The use of facial recognition to comprehend it a driver is under the influence of drugs or alcohol will not be part of Automotive AI at launch but is part of the product’s roadmap, El Kaliouby said.
Once fully autonomous vehicles with no driver hit the road, Affectiva could switch its focus from drivers to passengers, using voice and facial recognition to recognize occupants and personalize things such as temperature and lighting inside a vehicle. In a fully autonomous vehicle world, Affectiva could be used to sense the number of riders in the car, their age, race, and gender, and attempt to understand social dynamics like whether they’re friends, coworkers, or family.
“Maybe it’s about personalizing the music or the content you’re watching or even the ambience of the car, like the general temperature and all that, based on who is in the car and also what are they feeling,” she said.
El Kaliouby believes Affectiva is well-positioned to enter the automotive market to compete with companies like Seeing Machines because it uses AI to continuously improve its product and it has now expanded to include a range of devices that can use cameras and microphones to detect emotion — from smart speakers to cars.
Android Auto and Apple’s CarPlay have been around for some time now, but in the past year carmakers like Ford, Mercedes-Benz, and Hyundai have made voice control available for their vehicles, and in January, Toyota agreed to bring Alexa into their cars.

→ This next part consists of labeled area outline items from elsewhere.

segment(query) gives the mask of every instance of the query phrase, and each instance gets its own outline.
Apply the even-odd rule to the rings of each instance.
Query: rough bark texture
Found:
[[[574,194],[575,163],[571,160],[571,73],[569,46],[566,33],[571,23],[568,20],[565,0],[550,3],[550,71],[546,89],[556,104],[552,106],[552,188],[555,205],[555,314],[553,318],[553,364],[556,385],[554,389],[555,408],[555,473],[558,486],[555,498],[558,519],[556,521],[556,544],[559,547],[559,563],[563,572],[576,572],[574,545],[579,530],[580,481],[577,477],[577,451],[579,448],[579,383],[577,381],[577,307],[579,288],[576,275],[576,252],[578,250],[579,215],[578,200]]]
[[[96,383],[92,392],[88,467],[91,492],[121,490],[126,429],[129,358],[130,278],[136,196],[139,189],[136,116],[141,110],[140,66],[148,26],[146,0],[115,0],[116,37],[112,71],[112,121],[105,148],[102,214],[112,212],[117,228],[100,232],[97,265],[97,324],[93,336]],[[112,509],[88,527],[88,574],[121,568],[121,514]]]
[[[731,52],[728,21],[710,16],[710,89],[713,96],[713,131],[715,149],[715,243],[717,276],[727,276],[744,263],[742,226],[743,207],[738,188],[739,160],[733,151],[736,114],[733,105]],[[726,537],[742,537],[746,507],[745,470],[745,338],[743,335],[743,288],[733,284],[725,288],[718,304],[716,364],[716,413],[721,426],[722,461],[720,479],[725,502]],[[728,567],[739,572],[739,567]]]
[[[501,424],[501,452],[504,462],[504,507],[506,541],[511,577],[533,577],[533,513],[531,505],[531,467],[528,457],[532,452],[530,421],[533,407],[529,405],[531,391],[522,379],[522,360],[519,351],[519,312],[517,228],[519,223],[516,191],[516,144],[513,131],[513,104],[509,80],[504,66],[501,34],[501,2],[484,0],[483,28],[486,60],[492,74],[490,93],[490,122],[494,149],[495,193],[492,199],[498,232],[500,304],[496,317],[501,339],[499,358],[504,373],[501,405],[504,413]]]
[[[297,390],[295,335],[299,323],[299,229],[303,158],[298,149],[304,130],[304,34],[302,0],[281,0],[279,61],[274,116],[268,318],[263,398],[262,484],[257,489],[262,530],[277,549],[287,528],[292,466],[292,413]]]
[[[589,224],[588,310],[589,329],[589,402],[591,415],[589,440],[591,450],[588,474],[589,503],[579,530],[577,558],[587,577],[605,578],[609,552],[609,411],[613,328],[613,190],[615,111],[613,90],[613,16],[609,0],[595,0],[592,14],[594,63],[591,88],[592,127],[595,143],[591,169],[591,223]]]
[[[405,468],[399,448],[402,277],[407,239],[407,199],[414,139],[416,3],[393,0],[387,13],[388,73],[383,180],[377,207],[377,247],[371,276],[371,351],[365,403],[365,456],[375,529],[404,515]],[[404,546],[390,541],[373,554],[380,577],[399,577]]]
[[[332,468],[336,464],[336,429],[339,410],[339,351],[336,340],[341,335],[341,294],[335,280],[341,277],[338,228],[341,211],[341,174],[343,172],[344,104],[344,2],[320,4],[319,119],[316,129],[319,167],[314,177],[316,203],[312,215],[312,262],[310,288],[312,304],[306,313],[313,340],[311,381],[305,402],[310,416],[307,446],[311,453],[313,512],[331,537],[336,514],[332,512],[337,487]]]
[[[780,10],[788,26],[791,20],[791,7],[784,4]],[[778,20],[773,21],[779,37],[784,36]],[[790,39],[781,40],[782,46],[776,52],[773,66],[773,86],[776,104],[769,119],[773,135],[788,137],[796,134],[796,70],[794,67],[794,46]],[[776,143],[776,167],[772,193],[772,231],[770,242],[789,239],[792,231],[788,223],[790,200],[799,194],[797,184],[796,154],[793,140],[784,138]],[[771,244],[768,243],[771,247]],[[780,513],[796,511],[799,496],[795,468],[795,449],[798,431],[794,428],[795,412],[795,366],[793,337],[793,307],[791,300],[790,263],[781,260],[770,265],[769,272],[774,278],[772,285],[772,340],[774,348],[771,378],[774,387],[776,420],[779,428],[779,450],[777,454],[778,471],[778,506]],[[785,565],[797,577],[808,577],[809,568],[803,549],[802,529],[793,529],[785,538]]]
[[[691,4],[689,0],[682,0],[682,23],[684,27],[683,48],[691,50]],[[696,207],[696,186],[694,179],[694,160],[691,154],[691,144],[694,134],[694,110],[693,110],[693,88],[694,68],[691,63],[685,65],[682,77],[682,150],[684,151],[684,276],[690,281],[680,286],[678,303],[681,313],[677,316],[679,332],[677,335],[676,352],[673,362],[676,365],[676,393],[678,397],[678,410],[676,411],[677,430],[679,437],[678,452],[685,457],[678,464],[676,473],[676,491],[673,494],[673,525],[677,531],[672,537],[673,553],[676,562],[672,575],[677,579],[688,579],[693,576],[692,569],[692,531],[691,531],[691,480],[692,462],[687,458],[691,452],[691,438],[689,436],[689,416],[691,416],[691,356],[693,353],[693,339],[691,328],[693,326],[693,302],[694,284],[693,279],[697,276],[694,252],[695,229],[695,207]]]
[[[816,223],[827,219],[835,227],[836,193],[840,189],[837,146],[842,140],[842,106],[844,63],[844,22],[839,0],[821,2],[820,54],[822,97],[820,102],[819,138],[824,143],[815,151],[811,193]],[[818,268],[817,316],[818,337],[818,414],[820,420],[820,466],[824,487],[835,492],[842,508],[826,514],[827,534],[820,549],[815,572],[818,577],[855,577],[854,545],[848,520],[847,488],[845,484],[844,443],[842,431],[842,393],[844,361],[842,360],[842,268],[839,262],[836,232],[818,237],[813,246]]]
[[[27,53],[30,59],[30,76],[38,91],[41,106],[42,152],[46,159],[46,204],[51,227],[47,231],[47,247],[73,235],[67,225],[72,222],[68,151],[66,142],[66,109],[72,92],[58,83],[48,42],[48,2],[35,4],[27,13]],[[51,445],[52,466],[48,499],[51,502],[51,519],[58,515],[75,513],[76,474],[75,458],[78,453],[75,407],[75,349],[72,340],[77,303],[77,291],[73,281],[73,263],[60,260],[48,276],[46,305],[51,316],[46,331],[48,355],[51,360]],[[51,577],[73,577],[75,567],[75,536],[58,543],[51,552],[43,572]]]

More autonomous vehicles are expected to be on the road in the years ahead, and more than half of U.S. households are expected to bring smart speakers with digital assistants like Siri, Alexa, and soon Bixby into their homes in the next five years.
“Eventually, these devices will all be tied together, and ideally they would have a sense of who you are,” she said. “We feel strongly you should own your emotional profile, but I would imagine that it would make a lot of sense if these devices we already are interacting with on a daily basis had more context around who we are, what we’re doing, how we’re feeling, and what we’re thinking that could make for better user experiences.”